Pet Health

Pet Blood Testing and Its Significance

Testing for blood is a frequent suggestion from vets. However, due to the extra cost of getting this bloodwork done, sure pet owners avoid having the tests conducted.

In certain instances, it’s necessary to identify an illness process. Still, in other instances, it can be a part of a regular wellness check-up to provide your pet a “warrant of fitness.” In either case, the test results will help determine if your pet is healthy. To better care for your pet’s family members, Blood tests can provide vital information to your vet.

Importance of Blood Tests

Sometimes, veterinarians wish they could ask their patients where the pain originates. Unfortunately, determining the cause of pain in sick pets is more complex. This is why blood tests can be a handy diagnostic tool for vets. Here are some of the most common justifications vets use to justify a blood test on your pet.

1. To Evaluate and Monitor Pet’s Health

In most cases, the first time you visit your pet in a kitten vet facility, the vet recommends conducting a blood test. Even if it seems like your pet is in good health, taking their blood for a test will allow you to establish the baseline for future testing.

It will be helpful in the future for monitoring your pet’s health and ensuring that preventative care is given to reduce the chance of developing the disease.

2. To Identify Disease

If a cat or dog behaves strangely, many owners will take them to a vet facility like Monroe Veterinary Clinic. A blood test can help identify the source of symptoms, such as the frequency of urination and scratching in cats or unexplained weight loss or growth in dogs.

Specific proteins, enzymes, and white blood cells may be identified through blood tests and used as disease biomarkers. This way, pet owners can ensure that their pets get the finest possible care, preventing costly vet bills.
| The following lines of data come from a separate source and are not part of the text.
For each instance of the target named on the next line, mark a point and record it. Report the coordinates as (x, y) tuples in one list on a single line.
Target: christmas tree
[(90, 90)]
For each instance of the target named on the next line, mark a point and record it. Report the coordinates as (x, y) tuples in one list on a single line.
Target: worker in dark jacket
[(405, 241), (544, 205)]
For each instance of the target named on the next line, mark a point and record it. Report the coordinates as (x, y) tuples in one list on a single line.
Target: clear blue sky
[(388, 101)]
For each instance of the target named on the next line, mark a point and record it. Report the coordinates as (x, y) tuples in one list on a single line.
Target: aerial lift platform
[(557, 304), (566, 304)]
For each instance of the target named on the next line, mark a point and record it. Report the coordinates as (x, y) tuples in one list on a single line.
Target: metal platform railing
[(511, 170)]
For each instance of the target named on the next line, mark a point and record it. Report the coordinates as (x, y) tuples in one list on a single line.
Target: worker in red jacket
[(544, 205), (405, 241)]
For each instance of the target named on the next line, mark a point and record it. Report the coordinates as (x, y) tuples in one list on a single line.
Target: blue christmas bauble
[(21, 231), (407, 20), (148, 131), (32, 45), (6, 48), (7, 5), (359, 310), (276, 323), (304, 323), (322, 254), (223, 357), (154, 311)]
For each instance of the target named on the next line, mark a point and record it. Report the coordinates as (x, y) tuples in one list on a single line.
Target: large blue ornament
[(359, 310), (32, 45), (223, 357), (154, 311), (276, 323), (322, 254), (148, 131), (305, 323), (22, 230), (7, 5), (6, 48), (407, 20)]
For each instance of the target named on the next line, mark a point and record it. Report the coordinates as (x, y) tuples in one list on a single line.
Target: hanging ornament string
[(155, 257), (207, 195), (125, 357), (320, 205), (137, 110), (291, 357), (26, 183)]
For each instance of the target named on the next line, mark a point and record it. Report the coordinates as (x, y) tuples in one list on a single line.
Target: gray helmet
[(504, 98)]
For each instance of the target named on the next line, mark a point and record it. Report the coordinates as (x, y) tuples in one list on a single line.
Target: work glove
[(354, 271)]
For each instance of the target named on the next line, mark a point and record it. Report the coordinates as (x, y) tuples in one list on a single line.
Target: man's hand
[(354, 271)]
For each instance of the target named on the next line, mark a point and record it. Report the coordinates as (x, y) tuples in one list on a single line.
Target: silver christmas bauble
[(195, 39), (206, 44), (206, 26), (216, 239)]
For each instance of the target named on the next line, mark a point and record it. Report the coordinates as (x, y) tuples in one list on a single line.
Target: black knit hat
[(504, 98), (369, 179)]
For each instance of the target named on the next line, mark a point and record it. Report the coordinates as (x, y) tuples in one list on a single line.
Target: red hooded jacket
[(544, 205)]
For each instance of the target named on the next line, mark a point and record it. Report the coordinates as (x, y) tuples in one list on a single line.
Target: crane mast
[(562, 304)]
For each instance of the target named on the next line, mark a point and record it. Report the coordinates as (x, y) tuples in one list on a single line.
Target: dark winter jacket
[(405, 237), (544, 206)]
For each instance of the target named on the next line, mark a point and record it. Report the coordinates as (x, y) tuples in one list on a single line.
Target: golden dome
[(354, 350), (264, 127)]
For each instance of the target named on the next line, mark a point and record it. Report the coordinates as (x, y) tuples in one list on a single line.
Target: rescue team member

3. To Use for Pre-Surgery Evaluation

If your pet must undergo surgery, bloodwork tests will ensure that all vital organs are functioning as they should before and after the procedure. This will be helpful for the pet laboratory in determining the need for any medication that must be prescribed before the surgery to improve the blood results and ensure that the operation will be successful and that your pet will return to good health.

4. To Check for Viral, Bacterial, or Parasitic Infections

Sometimes, blood tests will detect the presence of a viral, bacterial, or parasitic infection after an owner of a pet has noticed abnormal behavior within their cat or dog. For instance, infections generally increase white blood cell count in diagnostic labs.

Identifying conditions like heartworm, Lyme’s, canine distemper, and the kennel cough that dogs suffer from is vital. There is no substitute for testing for feline blood for screening for diseases such as feline immunodeficiency virus (FIV), feline leukemia virus (FeLV), and leptospirosis.

5. To Evaluate Treatment

Blood tests are typically used to detect disorders like liver and kidney conditions or even anemia right away to ensure that the appropriate treatment is administered.

After treatment is administered, a battery of tests may be needed to determine whether or not the treatment is effective and if your pet needs further evaluation and treatment.